Rules To Remember
As with any system designed to protect something of value, encrypting files and folders on Windows requires devotion to some practical principles and safeguards:
Set an encryption policy. Although EFS allows users to start encrypting files whenever they feel like it, it's not a good idea to start using it willy-nilly.
Have at least two recovery agent accounts. By default, the domain administrator is the recovery agent for all computers in that domain. Depending on the size of the domain, you may want to establish recovery accounts for smaller groups within each domain—what Microsoft calls organizational units (OUs). However you divide your users, you should have at least two recovery agent accounts for each OU. Put each account on a separate computer and make sure that the appropriate administrators have permission to use the accounts.
Change the default recovery agent account ASAP. By default, the Administrator account of the first domain controller installed on the domain is the recovery agent. Even if the owner of that account is to be one of the recovery agents, you should immediately establish a separate recovery agent account with a strong password. The domain administrator account is a prime target for bad guys, and leaving the recovery keys available through that account is asking for trouble.
Set and test your recovery agents before you start encrypting files. Make sure that the recovery agents can recover files before you start using EFS. Test this process thoroughly.
Know what you are—and are not—encrypting. Just because a file name appears in that comforting green doesn't mean that every copy of the information in the file is encrypted. For example, when you print a file, a copy may go into the printer's spool file. If the spool file isn't separately encrypted, that copy of the file will be exposed.
Encrypt folders, not files. EFS allows you to encrypt either individual files or entire folders. In general, you should encrypt at the folder level. This practice protects any temporary files that the application might create in the same folder. Of course, encrypting a folder encrypts all the subfolders and files below it in the hierarchy.
Start with the My Documents folder. The best place to start encrypting with EFS is the user's My Documents folder. This strategy will protect the data created with Microsoft Office applications and many other kinds of applications as well.
Protect your keys—even the obsolete ones. Of course, all current keys should be treated like gold and safeguarded accordingly. However, even old recovery keys should be carefully archived in case they're needed. Recovery certificates and private keys should be exported to secure storage, including archiving at least two copies—one of them offsite.
Make and secure copies of your keys. Keep copies of your keys on removable media in a secure place, in the event of corruption or other problems.
Don't keep recovery keys on your laptop. If you have a standalone system, don't keep your recovery agent keys on the system.
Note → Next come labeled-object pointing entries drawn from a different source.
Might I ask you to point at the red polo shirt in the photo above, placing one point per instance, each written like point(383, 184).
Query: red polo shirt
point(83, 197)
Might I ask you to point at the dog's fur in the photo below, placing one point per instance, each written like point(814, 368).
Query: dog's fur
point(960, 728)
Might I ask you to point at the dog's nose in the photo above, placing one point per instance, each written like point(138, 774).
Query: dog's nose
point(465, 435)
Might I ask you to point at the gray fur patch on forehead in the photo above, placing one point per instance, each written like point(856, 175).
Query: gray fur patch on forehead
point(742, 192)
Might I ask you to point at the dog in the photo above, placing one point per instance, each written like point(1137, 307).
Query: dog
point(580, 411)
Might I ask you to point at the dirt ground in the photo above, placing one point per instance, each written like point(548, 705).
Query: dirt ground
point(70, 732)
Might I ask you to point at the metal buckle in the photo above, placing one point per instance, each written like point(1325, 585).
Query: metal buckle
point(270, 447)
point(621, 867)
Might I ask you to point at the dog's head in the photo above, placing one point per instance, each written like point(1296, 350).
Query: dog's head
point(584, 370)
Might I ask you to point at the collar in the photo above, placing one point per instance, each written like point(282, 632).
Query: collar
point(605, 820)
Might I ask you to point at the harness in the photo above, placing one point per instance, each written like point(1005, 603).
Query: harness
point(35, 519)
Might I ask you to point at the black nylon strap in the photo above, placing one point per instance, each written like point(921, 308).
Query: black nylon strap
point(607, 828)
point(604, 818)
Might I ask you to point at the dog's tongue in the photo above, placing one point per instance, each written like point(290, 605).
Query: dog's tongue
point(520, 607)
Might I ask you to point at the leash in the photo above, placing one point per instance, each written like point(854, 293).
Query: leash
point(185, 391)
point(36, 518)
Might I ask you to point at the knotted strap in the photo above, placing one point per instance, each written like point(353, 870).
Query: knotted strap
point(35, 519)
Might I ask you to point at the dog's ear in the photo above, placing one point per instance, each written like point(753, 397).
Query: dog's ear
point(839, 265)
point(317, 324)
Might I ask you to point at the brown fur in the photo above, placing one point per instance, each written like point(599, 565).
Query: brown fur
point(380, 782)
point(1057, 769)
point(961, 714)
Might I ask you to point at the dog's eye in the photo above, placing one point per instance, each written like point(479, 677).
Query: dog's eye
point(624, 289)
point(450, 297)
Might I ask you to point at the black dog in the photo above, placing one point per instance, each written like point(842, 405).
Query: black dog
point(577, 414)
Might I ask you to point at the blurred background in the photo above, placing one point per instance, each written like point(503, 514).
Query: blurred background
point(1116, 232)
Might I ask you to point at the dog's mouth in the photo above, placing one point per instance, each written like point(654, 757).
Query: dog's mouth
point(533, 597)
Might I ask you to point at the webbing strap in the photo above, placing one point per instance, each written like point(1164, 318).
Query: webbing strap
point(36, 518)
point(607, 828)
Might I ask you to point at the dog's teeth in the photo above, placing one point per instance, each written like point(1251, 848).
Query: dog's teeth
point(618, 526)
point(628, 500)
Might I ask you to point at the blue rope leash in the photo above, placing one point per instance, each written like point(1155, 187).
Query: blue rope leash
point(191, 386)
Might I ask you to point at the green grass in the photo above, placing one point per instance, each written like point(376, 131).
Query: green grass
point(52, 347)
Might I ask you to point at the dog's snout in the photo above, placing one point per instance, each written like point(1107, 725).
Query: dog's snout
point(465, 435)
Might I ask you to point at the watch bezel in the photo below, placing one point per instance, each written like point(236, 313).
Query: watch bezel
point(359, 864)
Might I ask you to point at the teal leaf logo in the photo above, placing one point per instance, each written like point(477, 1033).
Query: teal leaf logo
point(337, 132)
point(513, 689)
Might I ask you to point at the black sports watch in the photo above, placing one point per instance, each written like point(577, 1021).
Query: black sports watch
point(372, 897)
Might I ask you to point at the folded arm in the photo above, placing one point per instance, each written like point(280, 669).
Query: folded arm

Export them to removable media and store them someplace safe.
Don't use the recovery agent accounts for any other purpose.
Understand the limits of EFS. EFS is very good at protecting files and folders from unauthorized snoopers. It doesn't protect the entire computer, nor does it protect the data under all circumstances.
Notably, EFS doesn't protect data in transit over the network. If you store your encrypted file on a remote server and access it over the network, EFS doesn't protect your data while it's being sent. You're vulnerable to a "man in the middle" attack by an unauthorized listener on the network. Windows provides Private Communication Technology using the Secure Sockets Layer (SSL) to encrypt data in transit, but that's not part of EFS.
The other problem is that EFS is not completely effective at protecting a standalone system from a sophisticated attacker who has physical access. In other words, if your laptop is stolen, or someone gains access to your desktop system over the weekend, your files may be compromised even if you use EFS.
Because EFS is so popular, a number of tools are aimed at recovering EFS passwords. One example is Advanced EFS Data Recovery from Elcomsoft. These programs will recover EFS passwords even if the system is not bootable—a big help to system administrators, but unfortunately also a big help to thieves.
Even without using a password-recovery program, a number of other techniques can be used to compromise a standalone system, given physical access.
Consider alternatives. A better choice for protecting a laptop might be a third-party disk encryption program such as SafeGuard Easy from Utimaco Safeware. These programs prevent all disk access, and some of them won't allow the operating system to boot without a password.
Another possibility is a two-factor protection system that uses an authentication token the user carries on a key ring and plugs into the USB port.
Encryption is not data security. Even the most firmly encrypted data can be compromised by a variety of attacks such as phishing and social engineering that go around the encryption. Consider security issues as a whole and don't assume that you're secure just because you're using EFS.